3 Subgraph Extraction

When we try to extract a subgraph based on whether each operator is well-supported by accelerator, the direct intuition is to make it a maximum connected convex subgraph. Connectivity guarantees data relation between operators which is necessary for most optimizing methods. Maximum grants the largest searching space and reduces kernel launch overheads. Convexity is used as a constraint to avoid circle which leads to dead lock when scheduling. A subgraph S of a directed acyclic graph G is convex if and only if there is no directed path between two vertices of S which contains an arch not in S (see the Fig. 2).

Fig. 2.
figure 2

Example of convex and non-convex subgraph.

Fig. 3.
figure 3

Post-prune strategy. The ACC node represents operator assigned on accelerator, and the CPU node represents operator assigned on CPU.

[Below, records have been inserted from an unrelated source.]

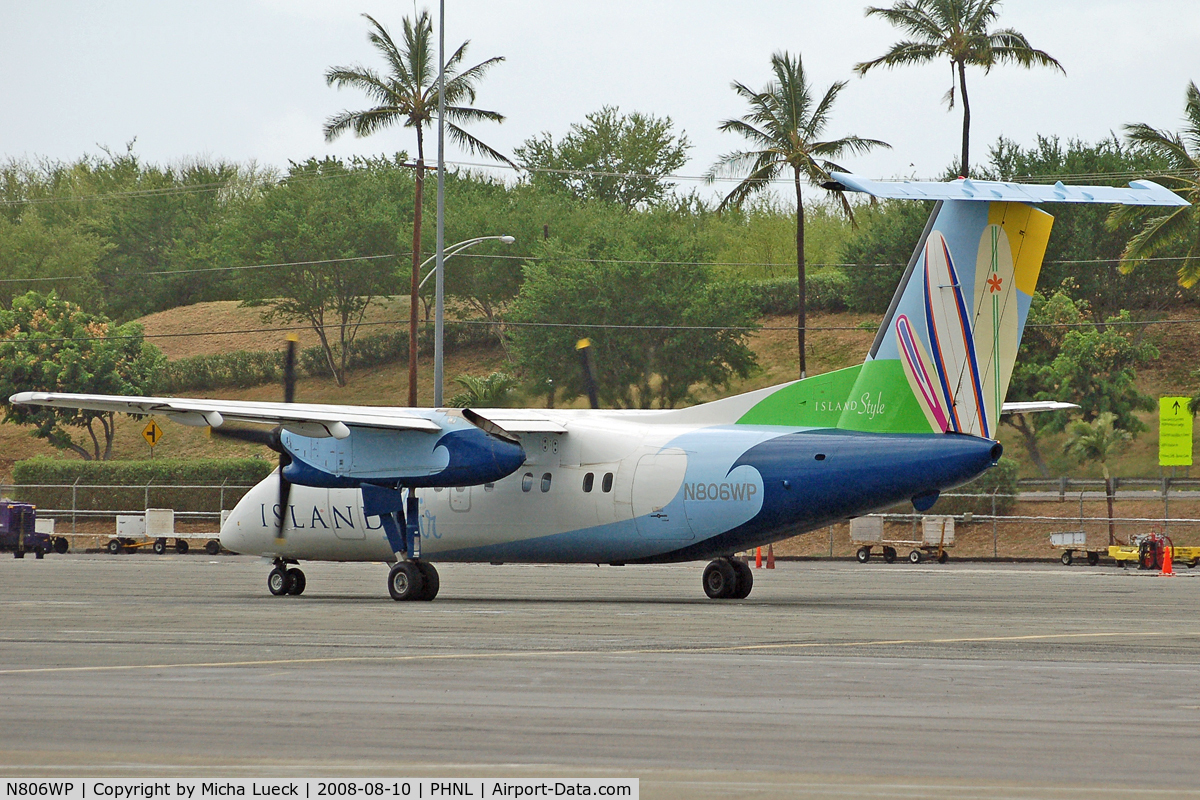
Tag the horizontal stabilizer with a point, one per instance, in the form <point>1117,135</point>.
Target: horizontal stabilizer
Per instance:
<point>965,188</point>
<point>1033,407</point>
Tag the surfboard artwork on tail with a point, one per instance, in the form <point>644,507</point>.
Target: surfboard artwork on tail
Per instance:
<point>417,486</point>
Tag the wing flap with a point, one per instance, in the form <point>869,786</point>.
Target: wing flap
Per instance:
<point>307,417</point>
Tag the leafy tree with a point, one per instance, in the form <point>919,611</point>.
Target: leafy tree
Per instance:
<point>491,391</point>
<point>623,158</point>
<point>955,30</point>
<point>1067,358</point>
<point>328,221</point>
<point>31,251</point>
<point>1099,440</point>
<point>637,364</point>
<point>407,94</point>
<point>1179,226</point>
<point>784,122</point>
<point>53,346</point>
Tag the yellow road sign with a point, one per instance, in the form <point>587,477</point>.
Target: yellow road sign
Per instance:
<point>153,433</point>
<point>1174,432</point>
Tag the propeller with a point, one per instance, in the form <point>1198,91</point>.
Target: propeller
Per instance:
<point>273,438</point>
<point>589,378</point>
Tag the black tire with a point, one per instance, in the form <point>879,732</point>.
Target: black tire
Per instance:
<point>405,582</point>
<point>720,581</point>
<point>297,582</point>
<point>431,578</point>
<point>745,579</point>
<point>277,582</point>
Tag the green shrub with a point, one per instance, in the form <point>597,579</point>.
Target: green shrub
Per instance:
<point>153,483</point>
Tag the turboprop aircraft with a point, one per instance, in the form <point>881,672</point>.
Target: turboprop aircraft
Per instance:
<point>415,486</point>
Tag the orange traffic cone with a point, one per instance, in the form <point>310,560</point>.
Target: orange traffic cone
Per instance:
<point>1167,560</point>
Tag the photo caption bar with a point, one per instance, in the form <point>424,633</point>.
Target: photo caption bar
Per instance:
<point>321,788</point>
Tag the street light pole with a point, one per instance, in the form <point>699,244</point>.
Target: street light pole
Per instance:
<point>439,302</point>
<point>438,331</point>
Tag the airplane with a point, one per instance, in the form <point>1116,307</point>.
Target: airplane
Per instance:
<point>415,486</point>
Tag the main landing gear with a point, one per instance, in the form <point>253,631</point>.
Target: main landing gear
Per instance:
<point>285,579</point>
<point>727,578</point>
<point>413,581</point>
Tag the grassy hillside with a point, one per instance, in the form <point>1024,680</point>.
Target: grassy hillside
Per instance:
<point>843,346</point>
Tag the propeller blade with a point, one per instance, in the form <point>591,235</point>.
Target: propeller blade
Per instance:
<point>589,379</point>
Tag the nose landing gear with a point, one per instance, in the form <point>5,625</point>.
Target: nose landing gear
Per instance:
<point>727,578</point>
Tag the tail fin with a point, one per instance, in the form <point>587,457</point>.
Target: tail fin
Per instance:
<point>945,354</point>
<point>946,350</point>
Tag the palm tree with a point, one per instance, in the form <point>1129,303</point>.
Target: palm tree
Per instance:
<point>1180,224</point>
<point>958,30</point>
<point>1098,440</point>
<point>785,122</point>
<point>407,94</point>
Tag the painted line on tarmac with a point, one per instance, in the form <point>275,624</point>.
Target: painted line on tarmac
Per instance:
<point>628,651</point>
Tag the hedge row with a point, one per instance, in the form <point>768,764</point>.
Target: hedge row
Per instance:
<point>153,483</point>
<point>245,368</point>
<point>823,292</point>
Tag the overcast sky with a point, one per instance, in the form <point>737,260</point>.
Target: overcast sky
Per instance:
<point>243,79</point>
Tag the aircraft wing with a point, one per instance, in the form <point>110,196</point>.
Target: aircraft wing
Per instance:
<point>305,419</point>
<point>965,188</point>
<point>1032,407</point>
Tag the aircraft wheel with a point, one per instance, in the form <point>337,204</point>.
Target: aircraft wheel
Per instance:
<point>405,582</point>
<point>745,579</point>
<point>430,578</point>
<point>720,581</point>
<point>297,582</point>
<point>277,582</point>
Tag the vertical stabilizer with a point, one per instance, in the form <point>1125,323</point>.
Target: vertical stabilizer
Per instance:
<point>945,353</point>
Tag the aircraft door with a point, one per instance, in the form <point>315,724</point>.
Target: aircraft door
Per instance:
<point>658,507</point>
<point>460,498</point>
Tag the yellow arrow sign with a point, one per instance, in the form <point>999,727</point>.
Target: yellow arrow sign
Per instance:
<point>153,433</point>
<point>1174,432</point>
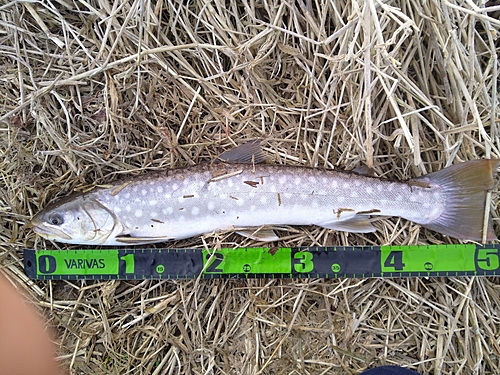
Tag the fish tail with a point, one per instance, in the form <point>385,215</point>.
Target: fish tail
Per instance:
<point>465,186</point>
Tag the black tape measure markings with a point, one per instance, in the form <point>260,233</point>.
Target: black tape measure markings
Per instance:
<point>274,262</point>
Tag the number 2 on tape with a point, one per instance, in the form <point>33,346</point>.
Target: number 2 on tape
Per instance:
<point>303,262</point>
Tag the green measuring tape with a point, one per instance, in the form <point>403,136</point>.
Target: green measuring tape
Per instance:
<point>274,262</point>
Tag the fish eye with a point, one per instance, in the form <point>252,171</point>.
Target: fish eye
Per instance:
<point>55,220</point>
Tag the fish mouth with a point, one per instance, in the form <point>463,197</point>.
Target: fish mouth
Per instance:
<point>49,232</point>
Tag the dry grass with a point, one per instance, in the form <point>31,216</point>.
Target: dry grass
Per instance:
<point>92,90</point>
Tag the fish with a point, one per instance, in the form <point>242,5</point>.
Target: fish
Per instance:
<point>242,193</point>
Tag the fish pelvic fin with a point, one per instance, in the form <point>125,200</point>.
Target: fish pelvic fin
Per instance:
<point>465,186</point>
<point>259,234</point>
<point>356,224</point>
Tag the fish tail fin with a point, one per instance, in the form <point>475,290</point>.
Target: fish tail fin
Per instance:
<point>465,186</point>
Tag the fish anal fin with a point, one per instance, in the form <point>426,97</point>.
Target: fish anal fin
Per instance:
<point>357,224</point>
<point>130,240</point>
<point>265,235</point>
<point>364,170</point>
<point>249,152</point>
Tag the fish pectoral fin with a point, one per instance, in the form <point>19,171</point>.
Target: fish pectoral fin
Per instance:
<point>249,152</point>
<point>357,224</point>
<point>265,235</point>
<point>140,240</point>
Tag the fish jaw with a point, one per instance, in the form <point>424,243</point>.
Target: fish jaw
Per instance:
<point>50,232</point>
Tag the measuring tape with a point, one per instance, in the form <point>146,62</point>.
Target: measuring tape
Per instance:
<point>260,262</point>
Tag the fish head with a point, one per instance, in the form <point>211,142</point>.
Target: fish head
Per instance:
<point>76,220</point>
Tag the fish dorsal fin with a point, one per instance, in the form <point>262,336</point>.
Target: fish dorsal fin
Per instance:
<point>364,170</point>
<point>249,152</point>
<point>140,240</point>
<point>265,235</point>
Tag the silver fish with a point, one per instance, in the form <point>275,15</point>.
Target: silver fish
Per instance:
<point>246,195</point>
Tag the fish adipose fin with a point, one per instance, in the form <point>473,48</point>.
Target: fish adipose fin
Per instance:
<point>249,152</point>
<point>465,186</point>
<point>357,224</point>
<point>265,235</point>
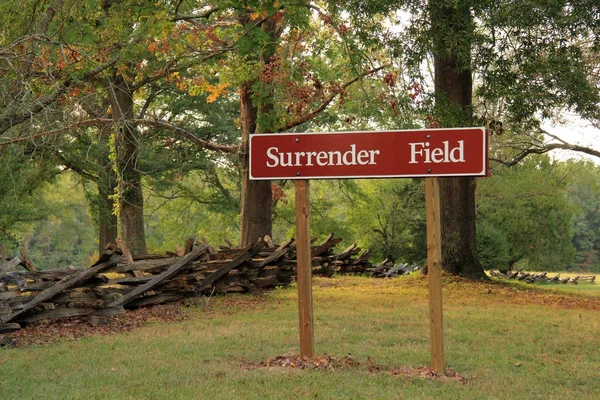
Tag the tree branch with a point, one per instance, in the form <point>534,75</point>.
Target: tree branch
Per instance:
<point>142,122</point>
<point>545,148</point>
<point>327,101</point>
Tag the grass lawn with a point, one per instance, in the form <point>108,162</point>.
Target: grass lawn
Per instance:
<point>505,341</point>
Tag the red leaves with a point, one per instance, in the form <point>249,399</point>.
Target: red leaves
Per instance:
<point>277,193</point>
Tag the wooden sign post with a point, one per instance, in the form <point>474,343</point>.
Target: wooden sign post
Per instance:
<point>425,153</point>
<point>434,273</point>
<point>303,269</point>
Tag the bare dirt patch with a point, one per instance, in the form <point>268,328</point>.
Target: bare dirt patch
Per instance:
<point>329,363</point>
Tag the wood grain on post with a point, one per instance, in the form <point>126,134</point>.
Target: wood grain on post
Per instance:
<point>304,273</point>
<point>434,273</point>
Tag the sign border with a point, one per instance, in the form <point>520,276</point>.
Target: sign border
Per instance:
<point>484,172</point>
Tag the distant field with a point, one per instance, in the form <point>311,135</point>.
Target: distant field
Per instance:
<point>502,341</point>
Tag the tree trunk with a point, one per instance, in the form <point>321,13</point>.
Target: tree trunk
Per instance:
<point>256,204</point>
<point>131,200</point>
<point>452,29</point>
<point>107,220</point>
<point>257,197</point>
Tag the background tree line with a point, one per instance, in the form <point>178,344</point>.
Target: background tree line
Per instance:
<point>142,112</point>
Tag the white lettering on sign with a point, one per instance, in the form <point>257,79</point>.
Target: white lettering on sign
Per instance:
<point>321,158</point>
<point>421,152</point>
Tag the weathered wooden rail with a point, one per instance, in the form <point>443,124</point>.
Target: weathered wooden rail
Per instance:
<point>117,282</point>
<point>540,277</point>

Merging a large subgraph into a single node helps the corresponding computation to run faster, however, it may hinder scheduler to get maximum parallelism in some case. As Fig. 3 shows, the fused graph must wait for all its input to be ready even though some inputs are not necessary at the early stage of its computation. Similarly, although not all the outputs of a subgraph are generated at the final stage, all descendants must keep waiting until computation of total subgraph finishes. So, we append a post-prune process to split each subgraph into smaller parts, each of which has only one input and output operator.

4 Evaluation

The experiment platform is DLA, a multi-core deep learning accelerator as we mentioned before. We first evaluate the performance before and after the graph fusion to demonstrate the validation of graph fusion. As shown in Fig. 4, performance of all six entire-network benchmarks are improved, which achieves a speedup of 1.18\(\times \) on average compared with the baseline, which we do not implement the graph fusion. Specifically, the improvement of ResNet34 and ResNet50 is clearly higher than other four networks.

Fig. 4.
figure 4

Relative speedup of graph.

Fig. 5.
figure 5

Left figure shows the structure of the inception-v3 block. Right figure shows speedup after the post-prune strategy. Horizontal axis label represents part of the block assigned to CPU

Then we evaluate the speedup of the post prune process. We use the intuitive maximum connected convex subgraph extraction strategy as the baseline. In order to accurately evaluate the prune strategy, we choose a basic block of operators with multiple branches from inception-v3 networks for its enough braches. To trigger subgraph extraction, we separately assign operators on different branch to CPU and evaluate the speedup. As the result shown in the Fig. 5, except for assigning operator on the critical path to CPU, performance of the other three heterogeneous computation get a speedup of 1.1\(\times \) on average, which is an obvious improvement.

5 Conclusion

In this paper, we propose a performance portable programming framework. The key motivation is that framework needs a subgraph extraction strategy to better balance schedule parallelism and fusion efficiency. We implement such a framework by migrating MXNet. This strategy is designed to cooperate framework with lower software stack in heterogeneous computation task, because none of them can complete the whole task independently. This strategy can be used in a wider field if accelerators choose to take over framework to optimize the computation graph by themselves.